PROJECT SUMMARY Age-dependent metabolic dysfunction is associated with maladaptive immune responses. Mitochondria are key metabolic organelles that are also capable of activating innate immune signaling. Components of the mitochondria, such as mitochondrial DNA (mtDNA) itself, can trigger immune responses; however, there are currently no known immunomodulators encoded in the mitochondrial genome. MOTS-c is a peptide encoded in the mitochondrial genome that we previously characterized as a regulator of metabolic homeostasis during aging. MOTS-c treatment increases lipid metabolism and prevents diet-induced obesity, fatty liver, and age- dependent physical decline in mice. Our preliminary data indicate that MOTS-c is induced during monocyte activation and translocates to the nucleus to regulate gene expression and reprogram the differentiation of monocytes into macrophages. This suggests that MOTS-c has a crucial role in regulating immune function. Because MOTS-c regulates responses to metabolic stress and modulates macrophage phenotype, I hypothesize that MOTS-c will enhance the adaptive capacity of macrophages to maintain homeostasis during age-related lipid stress. During age- and diet-induced metabolic dysregulation, total cholesterol and triglyceride levels increase in tissue and in circulation. These lipids can induce maladaptive responses in monocyte-derived macrophages that promote chronic sterile inflammation. Here, I will test 1) the role of MOTS- c in preventing maladaptive reprogramming of monocyte-derived macrophages differentiated with lipid stress, and 2) whether MOTS-c treatment in aged and high-fat diet fed mice prevents macrophage maladaptation and tissue damage in the liver associated with chronic inflammation. Collectively, these experiments will test the paradigm-shifting concept that immunity is encoded in both of our co-evolved mitonuclear genomes. This research, if successful, has broad therapeutic applications in the treatment of age-related chronic inflammatory diseases.

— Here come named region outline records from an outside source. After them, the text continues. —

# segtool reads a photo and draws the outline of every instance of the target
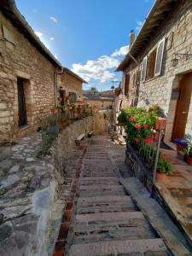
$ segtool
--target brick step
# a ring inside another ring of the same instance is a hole
[[[90,185],[118,185],[119,184],[119,181],[118,179],[116,180],[84,180],[84,178],[86,178],[88,177],[81,177],[81,181],[80,181],[80,185],[88,185],[88,186],[90,186]],[[103,178],[105,177],[102,177]]]
[[[102,177],[112,177],[113,173],[111,172],[83,172],[81,173],[81,177],[97,177],[97,176],[102,176]],[[115,177],[115,175],[113,174],[113,177]]]
[[[91,196],[91,197],[79,197],[78,204],[113,204],[113,203],[126,203],[131,201],[128,195],[103,195],[103,196]]]
[[[84,191],[84,190],[113,190],[113,189],[123,189],[121,185],[92,185],[92,186],[84,186],[84,185],[80,185],[79,186],[79,190],[80,191]]]
[[[77,224],[87,223],[92,224],[93,222],[108,223],[117,222],[118,220],[127,221],[129,219],[145,219],[142,212],[99,212],[90,214],[77,214]]]
[[[166,251],[166,247],[160,238],[117,240],[73,245],[69,256],[121,256],[120,253],[122,256],[123,253],[132,253],[134,256],[165,256],[168,255]]]
[[[105,196],[105,195],[125,195],[125,192],[121,189],[113,190],[89,190],[89,191],[79,191],[79,197],[95,197],[95,196]]]
[[[116,177],[80,177],[79,181],[116,181],[119,183],[118,178]]]
[[[84,227],[76,226],[74,230],[73,243],[89,243],[106,240],[120,239],[150,239],[155,238],[155,234],[152,231],[147,223],[140,223],[138,220],[129,224],[86,225]]]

项目摘要 依赖年龄的代谢功能障碍与适应不良的免疫反应有关。线粒体是关键 还能够激活先天免疫信号传导的代谢细胞器。组件 线粒体（例如线粒体DNA（mtDNA）本身）可以触发免疫反应。但是，有 目前尚未在线粒体基因组中编码的已知免疫调节剂。 MOTS-C是编码的肽 我们以前以代谢稳态的调节剂的线粒体基因组在 老化。 MOTS-C治疗会增加脂质代谢，并防止饮食诱导的肥胖症，脂肪肝和年龄 - 小鼠的身体下降。我们的初步数据表明在单核细胞中诱导MOTS-C 激活并易位到细胞核以调节基因表达并重新编程 单核细胞成巨噬细胞。这表明MOTS-C在调节免疫功能中具有至关重要的作用。 由于MOTS-C调节对代谢应激的反应并调节巨噬细胞表型，因此 假设MOTS-C将增强巨噬细胞的适应能力以维持体内平衡 在与年龄有关的脂质胁迫期间。在年龄和饮食引起的代谢失调，总胆固醇和 甘油三酸酯水平在组织和循环中增加。这些脂质可以在 单核细胞衍生的巨噬细胞促进慢性无菌炎症。在这里，我将测试1）Mots的作用 - c防止与脂质应激区分单核细胞衍生的巨噬细胞的不良适应性重编程， 2）MOTS-C治疗是否在老年和高脂饮食中喂养小鼠可防止巨噬细胞疾病和 与慢性炎症有关的肝脏的组织损伤。总的来说，这些实验将测试 范式转移概念，即在我们共同进化的有线核基因组中编码免疫力。这 如果成功的话，研究在治疗与年龄有关的慢性炎症方面具有广泛的治疗应用 疾病。